Hazan o hafta sonu Umut'un verdiği partiye kızlarla birlikte gitti. Andaç'ın evine ilk defa gidiyordu. Bekar erkek öğrencilerin evi beklenenin aksine oldukça temizdi. Umut kızların da geldiğini görünce keyfi yerine gelmişti ve Andaç'ın söylediği gibi öyle kız sayısı erkek sayısına eşit falan değildi. Kızlar daha çoktu ve bir ev için oldukça kalabalıktı yirmi kişi falan vardı. Hazan kendi arkadaşları da bu parti de olduğu için pek sıkılmamıştı. Ara ara Umut'a kaçamak bakışlar atsa da Rüya'da orada olduğu için kendisini tutuyordu. Bu çocuğun konuşma tarzı, esprileri çizgisi Hazan'ı çok etkiliyordu. O sırada içeride bulunan çocuklardan birisi Hazan'a kur yapıp duruyordu. Andaç bu duruma oldukça bozulmuştu. Hazan çocukla muhabbet ediyordu eğlenceli sohbeti saran bir çocuktu. Kendisine iltifat edilmesini de sevmişti ama üstü kapalı çocuğa aramızda bir şey olamaz sınırını da çiziyordu. Andaç ise çocuğun yaptığı her espriye onu bozacak bir espri ile karşılık veriyordu. Çocuk bu duruma artık sinirlenince "Andaç sende amma kastın ortamı he. Oğlum hoşlanıyorsan kızdan söyle. Ben söylüyorum bak Hazan ben senden hoşlandım" dedi. Hazan bir an Umut'la göz göze geldi. Çocuk ona gülümsedi ama durumdan rahatsız olmuş gibi bir hali de vardı. "Höst lan akşamdan beri yürüyorsun kıza ağzının salyalarını akıttın resmen," dedi Andaç bozularak. Çocuk Hazan'dan bir cevap bekler gibiydi ama Serap girdi bu sefer araya "Andaç böyle işte biraz korumacı" dedi gülümseyerek gerilen ortamı sakinleştirmek için. Hazan ondan cevap bekleyen çocuğa gülümsedi "Teşekkür ederim ama ben başka birisinden hoşlanıyorum şu anda. O yüzden sana arkadaşlık dışında bir ilgim yok." Çocuk ona anlayışla baktı "olsun ben beklerim. Tanıyor muyum hoşlandığın kişiyi peki?" Hazan Umut'a bakmamak için zor tutuyordu kendini. O yüzden gözlerini kaçırdı sonra utangaç bakışları Andaç'ın yeşil gözleriyle buluştu "bilmem belki tanıyorsundur." Andaç bunu yanlış anlamıştı. Kalbinden çıkan kelebekler iç organlarında dans etmeye başlamıştı bile. "Sıkıştırma oğlum kızı başkası varmış aklında işte söylemek istemiyor belli ki" dedi. Çocuk Hazan'a gülümsedi "şanslı çocuk, öyle olsun güzel kız seni zorlayacak değilim ya." Hazan hem rahatlamış hem gerilmiş hissediyordu kendisini. O günden sonra sık sık çantasının içinde aşk notları bulmaya başlamıştı.
Bugün yine seni izledim gözlerimin gördüğü en güzel manzarasın.
Gülüşün dünyayı yaşanılır bir yer yapıyor ve sen her güldüğünde benim dünyam oluyorsun.
Saçlarını okşayan rüzgardan bile kıskanıyorum seni, yüzüne bakan yüzlerden sesini duyan kulaklardan, öyle derin öyle benimsin ki içimde bilmiyorsun.
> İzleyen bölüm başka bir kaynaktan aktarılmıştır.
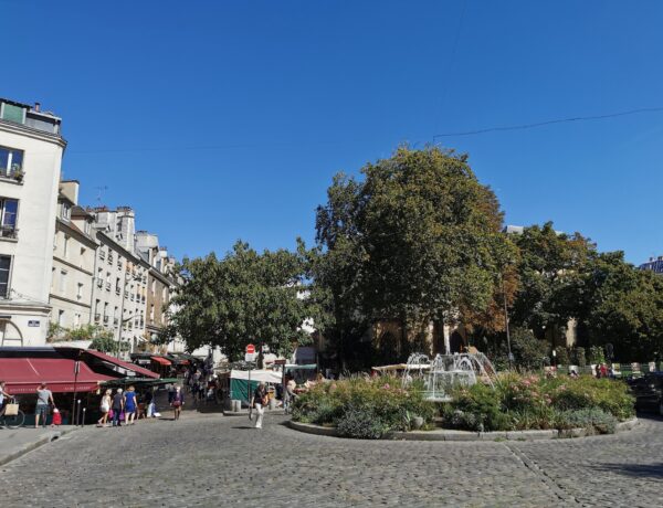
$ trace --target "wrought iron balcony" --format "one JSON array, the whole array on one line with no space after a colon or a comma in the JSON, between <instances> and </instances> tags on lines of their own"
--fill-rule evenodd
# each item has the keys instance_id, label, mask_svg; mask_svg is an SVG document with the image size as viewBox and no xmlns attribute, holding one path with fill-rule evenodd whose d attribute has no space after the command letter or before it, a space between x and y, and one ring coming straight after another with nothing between
<instances>
[{"instance_id":1,"label":"wrought iron balcony","mask_svg":"<svg viewBox=\"0 0 663 508\"><path fill-rule=\"evenodd\" d=\"M0 226L0 236L15 240L19 236L19 229L15 225L2 225Z\"/></svg>"}]
</instances>

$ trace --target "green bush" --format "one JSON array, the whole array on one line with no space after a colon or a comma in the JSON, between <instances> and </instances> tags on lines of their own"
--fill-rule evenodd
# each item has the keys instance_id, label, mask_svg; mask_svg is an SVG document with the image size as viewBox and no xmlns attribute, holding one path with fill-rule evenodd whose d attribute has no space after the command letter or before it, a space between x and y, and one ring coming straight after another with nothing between
<instances>
[{"instance_id":1,"label":"green bush","mask_svg":"<svg viewBox=\"0 0 663 508\"><path fill-rule=\"evenodd\" d=\"M356 414L370 416L372 431L364 431L362 420ZM293 408L293 420L320 425L341 425L348 437L364 437L390 431L411 430L414 416L431 423L436 414L435 404L423 399L423 383L415 381L408 389L401 380L391 377L355 378L315 385L301 395ZM368 417L368 416L367 416ZM357 428L357 435L352 434ZM339 431L341 432L341 431Z\"/></svg>"},{"instance_id":2,"label":"green bush","mask_svg":"<svg viewBox=\"0 0 663 508\"><path fill-rule=\"evenodd\" d=\"M607 414L609 417L601 420L597 430L612 432L611 421L634 414L634 400L619 381L566 375L546 379L509 372L497 379L494 390L482 383L457 389L453 400L444 404L442 420L446 427L475 432L569 428L567 420L578 411Z\"/></svg>"},{"instance_id":3,"label":"green bush","mask_svg":"<svg viewBox=\"0 0 663 508\"><path fill-rule=\"evenodd\" d=\"M345 437L358 440L379 440L391 427L370 408L349 406L338 420L336 430Z\"/></svg>"}]
</instances>

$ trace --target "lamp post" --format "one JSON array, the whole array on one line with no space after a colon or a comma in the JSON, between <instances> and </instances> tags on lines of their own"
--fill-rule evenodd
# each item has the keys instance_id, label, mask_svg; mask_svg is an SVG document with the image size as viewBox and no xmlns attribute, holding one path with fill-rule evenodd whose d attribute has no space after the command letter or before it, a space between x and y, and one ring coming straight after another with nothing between
<instances>
[{"instance_id":1,"label":"lamp post","mask_svg":"<svg viewBox=\"0 0 663 508\"><path fill-rule=\"evenodd\" d=\"M506 330L506 347L508 349L508 368L513 369L514 354L511 350L511 331L508 329L508 307L506 305L506 289L504 287L504 271L499 274L502 279L502 296L504 299L504 329Z\"/></svg>"}]
</instances>

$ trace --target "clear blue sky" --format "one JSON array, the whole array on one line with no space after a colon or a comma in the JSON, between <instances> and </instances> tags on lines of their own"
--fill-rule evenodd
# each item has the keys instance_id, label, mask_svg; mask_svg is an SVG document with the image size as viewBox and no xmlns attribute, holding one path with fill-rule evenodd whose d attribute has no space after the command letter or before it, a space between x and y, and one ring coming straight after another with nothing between
<instances>
[{"instance_id":1,"label":"clear blue sky","mask_svg":"<svg viewBox=\"0 0 663 508\"><path fill-rule=\"evenodd\" d=\"M332 176L401 142L663 106L657 0L0 0L0 96L60 115L83 204L107 186L102 201L134 207L178 257L312 241ZM436 141L470 154L507 223L552 220L634 263L663 254L663 113Z\"/></svg>"}]
</instances>

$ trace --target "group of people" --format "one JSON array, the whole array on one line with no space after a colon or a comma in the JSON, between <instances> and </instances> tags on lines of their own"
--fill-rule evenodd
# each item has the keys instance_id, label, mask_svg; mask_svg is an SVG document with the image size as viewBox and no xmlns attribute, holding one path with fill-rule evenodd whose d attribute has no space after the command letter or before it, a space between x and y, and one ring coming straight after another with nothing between
<instances>
[{"instance_id":1,"label":"group of people","mask_svg":"<svg viewBox=\"0 0 663 508\"><path fill-rule=\"evenodd\" d=\"M102 417L97 421L99 427L107 427L108 420L113 422L114 427L122 426L123 421L126 425L134 425L138 416L136 389L129 387L125 392L118 388L115 394L113 394L113 390L106 390L102 395L99 411L102 413Z\"/></svg>"}]
</instances>

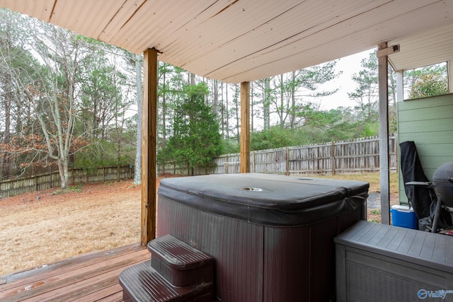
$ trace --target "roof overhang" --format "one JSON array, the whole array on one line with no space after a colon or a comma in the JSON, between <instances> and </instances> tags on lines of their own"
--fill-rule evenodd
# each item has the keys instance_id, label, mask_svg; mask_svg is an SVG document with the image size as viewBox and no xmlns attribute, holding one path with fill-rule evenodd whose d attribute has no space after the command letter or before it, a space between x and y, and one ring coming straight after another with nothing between
<instances>
[{"instance_id":1,"label":"roof overhang","mask_svg":"<svg viewBox=\"0 0 453 302\"><path fill-rule=\"evenodd\" d=\"M135 53L226 82L251 81L400 45L397 70L453 57L452 0L0 0Z\"/></svg>"}]
</instances>

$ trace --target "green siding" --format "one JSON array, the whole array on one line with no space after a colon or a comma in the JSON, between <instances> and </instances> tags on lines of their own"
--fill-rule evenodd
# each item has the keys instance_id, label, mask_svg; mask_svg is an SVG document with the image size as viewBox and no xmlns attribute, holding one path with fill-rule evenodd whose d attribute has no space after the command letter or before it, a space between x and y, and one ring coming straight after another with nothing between
<instances>
[{"instance_id":1,"label":"green siding","mask_svg":"<svg viewBox=\"0 0 453 302\"><path fill-rule=\"evenodd\" d=\"M415 141L423 170L430 180L439 166L453 161L453 94L398 103L398 139L399 142ZM398 170L399 201L407 204Z\"/></svg>"}]
</instances>

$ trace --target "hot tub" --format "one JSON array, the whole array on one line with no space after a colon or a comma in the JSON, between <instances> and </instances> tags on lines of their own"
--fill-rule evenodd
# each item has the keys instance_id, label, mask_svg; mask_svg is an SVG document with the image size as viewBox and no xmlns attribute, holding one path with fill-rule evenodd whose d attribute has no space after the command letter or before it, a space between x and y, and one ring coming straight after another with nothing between
<instances>
[{"instance_id":1,"label":"hot tub","mask_svg":"<svg viewBox=\"0 0 453 302\"><path fill-rule=\"evenodd\" d=\"M157 236L214 257L223 301L334 297L333 238L364 219L369 184L259 173L162 180Z\"/></svg>"}]
</instances>

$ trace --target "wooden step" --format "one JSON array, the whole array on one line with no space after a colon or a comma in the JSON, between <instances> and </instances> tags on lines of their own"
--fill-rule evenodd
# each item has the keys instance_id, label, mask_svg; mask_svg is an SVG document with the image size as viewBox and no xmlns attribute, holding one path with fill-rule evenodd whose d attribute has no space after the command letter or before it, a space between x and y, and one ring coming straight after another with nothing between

Utanınca kızaran yanakların kullandığın çilek kremi ile birleşince sevimli bir çocuk oluyorsun gözümde, öpülesi sevilesi korunası.
Bugün ölmek istiyorum, gözlerinde durup kahvelerine ölmek ve tam olarak kalbine gömülmek.
Hazan bu notları saklamıştı uzun bir süre. Bu notlar hoşuna gidiyor heyecanla çantasını karıştırıyordu eve geldiğinde. Kimden geldiğini bilmiyordu. Sonunda bir gün çantasının içinde kağıttan yapılmış bir gül buldu. Yaprağında yarın ders çıkışında seni merdivenlerin yukarısındaki çardakta bekleyeceğim yazıyordu. O gece uyuyamamıştı heyecandan, sonunda notların sahibini görecekti. Ertesi gün ders çıkışı oraya gittiğinde karşısında Umut'u görünce şaşkınlıktan olduğu yerde kaldı. "Notu sen mi yazdın?" dedi şaşırarak. Umut ona yeşil gözleriyle gülümsedi. "Ben yazdım. Senden hoşlanıyorum..." Hazan şaşkınlıkla kaldı "Ama Rüya?" Umut ona elini uzattı "ayrıldık sürekli kavga ediyorduk zaten senden hoşlandığımı fark edince ondan ayrıldım." Hazan neredeyse sevinçten yerinde zıplayacaktı "Bende senden hoşlanıyorum" dedi utangaç bir şekilde. Çocuk ona gülümsedi "Biliyorum gözlerin söylemişti." Hazan bu olana inanamıyordu ilk aşkı tek aşkı sonunda ondan hoşlanıyordu. Umut güldü Hazan'ın dünyasına güneş doğdu.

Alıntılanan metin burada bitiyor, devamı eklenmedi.